Schwarcz comenta concordando que as livrarias precisam de proteção e, na sequência do seu raciocínio, deixa o telespectador com um sentimento ambíguo, porque ele segue dizendo que a situação é complexa e que o livro, depois de aplicada a lei, pode subir de preço. Acho que aí ele tem uma perda de lucidez, porque o livro não terá aumento, terá uma regulamentação sobre o abuso das lojas virtuais, e que o fenômeno seguinte à implementação da lei foi a redução dos preços dos livros em mais de 15% nos países que adotaram a defesa.

Dali pra frente me concentrei para abandonar a contrariedade sobre o dito, voltei a acompanhar com respeito e admiração as falas do maior editor brasileiro em atuação nos dias que correm.

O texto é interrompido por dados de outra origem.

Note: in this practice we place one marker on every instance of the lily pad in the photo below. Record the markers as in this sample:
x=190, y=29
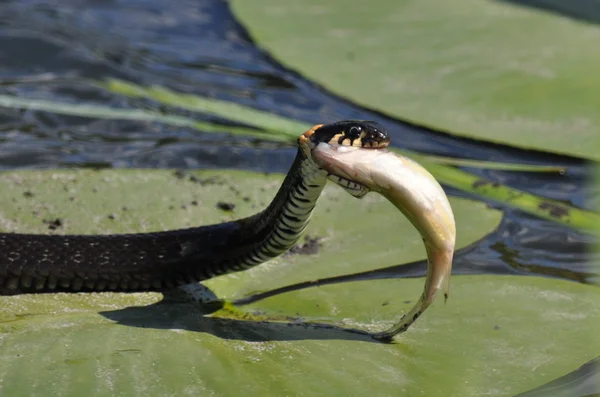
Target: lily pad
x=496, y=335
x=478, y=68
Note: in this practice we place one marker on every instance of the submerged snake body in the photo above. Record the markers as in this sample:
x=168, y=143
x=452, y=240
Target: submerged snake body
x=154, y=261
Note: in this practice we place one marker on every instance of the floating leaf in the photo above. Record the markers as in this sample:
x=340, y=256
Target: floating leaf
x=485, y=69
x=496, y=335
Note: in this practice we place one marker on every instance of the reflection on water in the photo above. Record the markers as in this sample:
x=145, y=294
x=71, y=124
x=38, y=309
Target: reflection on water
x=49, y=49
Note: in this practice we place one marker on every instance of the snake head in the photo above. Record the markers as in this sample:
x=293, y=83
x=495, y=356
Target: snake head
x=352, y=133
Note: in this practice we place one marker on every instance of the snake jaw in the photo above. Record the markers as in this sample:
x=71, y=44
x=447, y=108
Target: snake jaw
x=342, y=135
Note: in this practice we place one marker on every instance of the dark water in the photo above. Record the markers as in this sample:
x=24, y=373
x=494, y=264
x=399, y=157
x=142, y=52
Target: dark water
x=49, y=49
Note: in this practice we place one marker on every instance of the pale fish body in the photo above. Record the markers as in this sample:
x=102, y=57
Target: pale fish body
x=416, y=193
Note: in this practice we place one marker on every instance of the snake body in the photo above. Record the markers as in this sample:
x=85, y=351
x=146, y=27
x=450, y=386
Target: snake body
x=31, y=263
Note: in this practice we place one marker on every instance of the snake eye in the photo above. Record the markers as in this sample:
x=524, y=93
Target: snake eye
x=354, y=132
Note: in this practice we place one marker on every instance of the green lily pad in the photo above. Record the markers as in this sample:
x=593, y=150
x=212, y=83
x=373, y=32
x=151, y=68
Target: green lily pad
x=495, y=335
x=483, y=69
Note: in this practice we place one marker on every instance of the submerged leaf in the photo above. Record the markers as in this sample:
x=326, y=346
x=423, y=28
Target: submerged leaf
x=484, y=69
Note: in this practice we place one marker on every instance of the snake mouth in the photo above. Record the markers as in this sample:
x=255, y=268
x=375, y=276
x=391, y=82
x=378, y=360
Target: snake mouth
x=348, y=135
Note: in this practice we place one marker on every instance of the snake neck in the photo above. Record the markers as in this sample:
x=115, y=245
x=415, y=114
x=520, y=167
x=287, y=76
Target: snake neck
x=282, y=223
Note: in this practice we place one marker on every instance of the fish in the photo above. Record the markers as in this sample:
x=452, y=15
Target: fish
x=418, y=195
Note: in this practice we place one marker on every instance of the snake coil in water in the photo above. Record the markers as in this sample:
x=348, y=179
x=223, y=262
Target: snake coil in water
x=32, y=263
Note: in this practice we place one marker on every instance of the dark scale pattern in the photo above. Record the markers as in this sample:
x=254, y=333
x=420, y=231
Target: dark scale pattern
x=113, y=262
x=149, y=261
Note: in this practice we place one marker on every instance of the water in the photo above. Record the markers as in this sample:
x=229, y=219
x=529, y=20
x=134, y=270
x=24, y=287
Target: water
x=49, y=50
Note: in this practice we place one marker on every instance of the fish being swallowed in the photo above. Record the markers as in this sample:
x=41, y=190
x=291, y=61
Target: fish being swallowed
x=417, y=194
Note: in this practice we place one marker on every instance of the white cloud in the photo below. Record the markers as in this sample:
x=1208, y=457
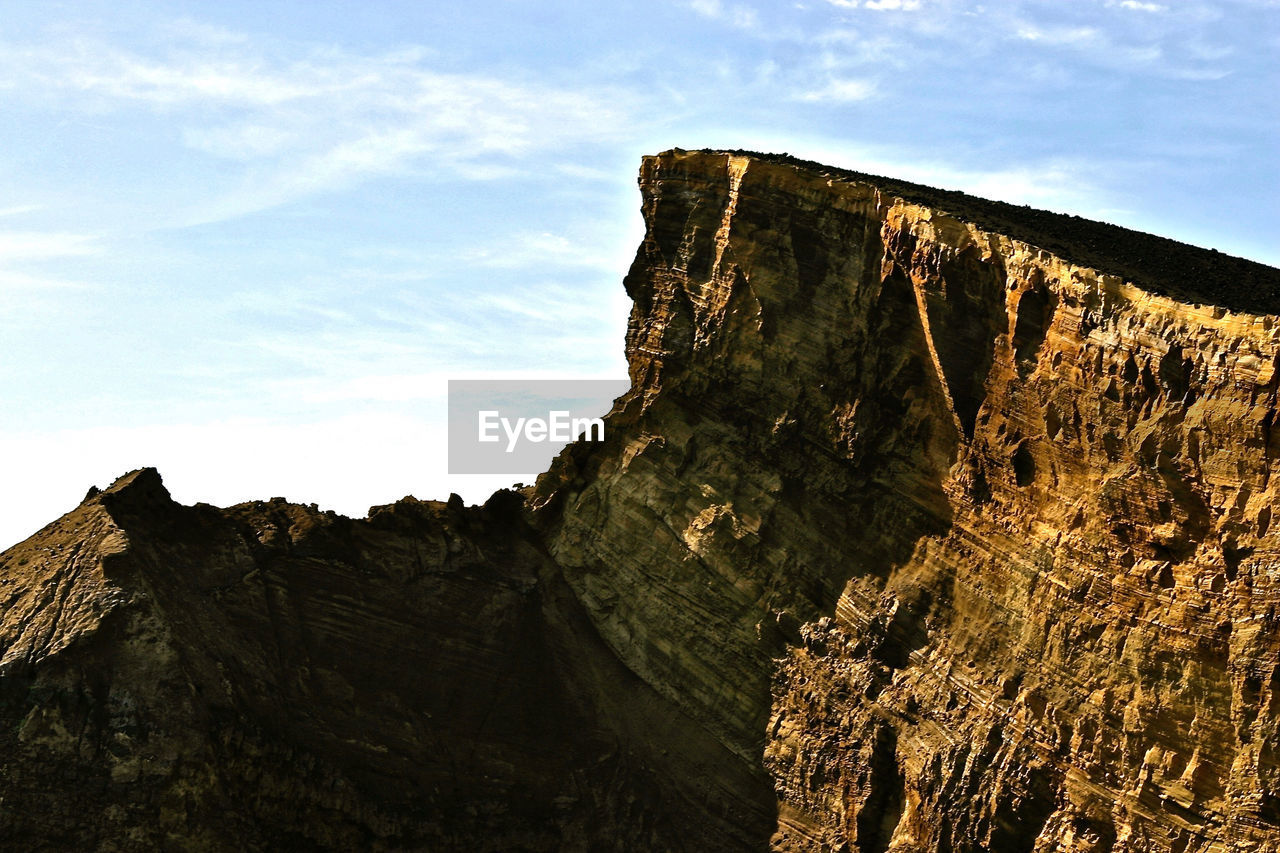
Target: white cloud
x=324, y=119
x=1059, y=35
x=839, y=91
x=540, y=251
x=736, y=16
x=885, y=5
x=37, y=245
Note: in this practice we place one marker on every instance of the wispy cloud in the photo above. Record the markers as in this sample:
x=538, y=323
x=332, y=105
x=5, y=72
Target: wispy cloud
x=323, y=119
x=40, y=245
x=839, y=91
x=734, y=14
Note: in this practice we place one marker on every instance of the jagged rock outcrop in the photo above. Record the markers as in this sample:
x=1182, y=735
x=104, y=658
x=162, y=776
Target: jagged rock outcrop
x=927, y=524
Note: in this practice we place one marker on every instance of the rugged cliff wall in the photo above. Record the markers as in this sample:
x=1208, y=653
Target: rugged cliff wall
x=922, y=528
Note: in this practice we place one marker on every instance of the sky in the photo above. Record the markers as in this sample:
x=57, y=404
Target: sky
x=250, y=242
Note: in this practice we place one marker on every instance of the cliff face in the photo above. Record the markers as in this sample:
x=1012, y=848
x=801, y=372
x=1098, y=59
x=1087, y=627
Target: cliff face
x=910, y=536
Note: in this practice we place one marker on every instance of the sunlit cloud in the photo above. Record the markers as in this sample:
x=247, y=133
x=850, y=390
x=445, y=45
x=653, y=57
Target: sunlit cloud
x=36, y=245
x=328, y=119
x=839, y=91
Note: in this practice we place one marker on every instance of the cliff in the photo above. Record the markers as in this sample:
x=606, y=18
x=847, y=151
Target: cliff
x=927, y=524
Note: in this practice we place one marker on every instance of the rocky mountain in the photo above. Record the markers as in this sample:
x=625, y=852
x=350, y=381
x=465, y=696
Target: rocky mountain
x=928, y=524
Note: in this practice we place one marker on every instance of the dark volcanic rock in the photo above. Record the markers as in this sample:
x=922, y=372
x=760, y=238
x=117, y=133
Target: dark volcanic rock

Penso que, sem algumas pessoas, o Brasil seria um país infinitamente pior, penso que sem um Danilo Santos de Miranda ou sem um Luiz Schwarcz, seríamos sem dúvida menos letrados, menos cultos, até menos justos.

Mas quando alguns assuntos se tornam a pauta, perco os meios-tons, espero demais para que as pessoas façam o que desejo que elas façam e, nesse assunto, sinto que o Schwarcz deixou a desejar. Talvez por ter crescido tanto e por ter tantos negócios com o mundo das gigantes digitais, talvez por estar numa situação privilegiada (com todo o mérito), acabe por ficar distante das urgências — o que entendo ao fazer um exercício imaginativo de me colocar em seu lugar. O tema da lei Cortez assombra a nós, os livreiros, há dez anos, esperando que ela seja aplicada também no Brasil.

Escrever essas linhas me fez bem, todo o meu respeito e admiração ao Luiz Schwarcz.

José Luiz Tahan

É livreiro, editor e idealizador do festival Tarrafa Literária. Autor da antologia de crônicas Um intrépido livreiro nos trópicos (Vento Leste).